Abstract

Extant studies on deaths in Nigeria have been conducted without much critical focus on how the public responded to emergency politics or the government’s interventions during pandemics. Fundamentally, this is the gap this research aims to fill. This study focuses on pain events, grieves, and mourning following COVID-19-related deaths. Thus, this study analyzes the intersections between COVID-19 and death discourse by exposing and interrogating the variances, ambiguities, ambivalences, corollaries, and paradoxes amid convoluted public health conversations. This research employed both primary and secondary sources. Primary sources include African beliefs, newspapers reports of past and current pandemics, and radio, television, and social media narratives. Secondary sources include reviews of existing literature on deaths and pandemics. Historical analysis is used in this study, identifying two categories of dead bodies created during the COVID-19 pandemic. The first category is Pandemic Dead Bodies (PDBs) and the second category is Non-Pandemic Dead Bodies (NPDBs). Many concomitants characterizing Pandemic Dead Bodies including stigmatization, apathy, otherization, ambiguities, genderization, demographication, politicization, contestations, and weaponization are interrogated from socio-historical perspectives.
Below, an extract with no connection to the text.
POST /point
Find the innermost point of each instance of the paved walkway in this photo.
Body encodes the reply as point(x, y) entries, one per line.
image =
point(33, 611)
Heightening the stress of grieving families are issues around deaths, as burials are postponed or held within the restrictions of National Centre for Disease Control (NCDC) COVID-19 protocols, often with the presence of limited family members of the deceased. Thus, the pains and grieves are not just about the loss of loved ones, but the inability to give them a befitting burial, since Nigerians love to celebrate the liminality of their loved ones into eternity. Likewise, anticipatory grief became more accentuated and aggravated in Nigeria regarding the manner of announcing the demise of some popular politicians who died of COVID-19. Fundamentally, these problematic encumbrances, nuances, and intrigues concerning deaths during the COVID-19 pandemic are historicized. This study concludes that pains, grief, sorrow, death, and burial are historically constituted and configured regarding social, economic, political, cultural, and environmental interactions.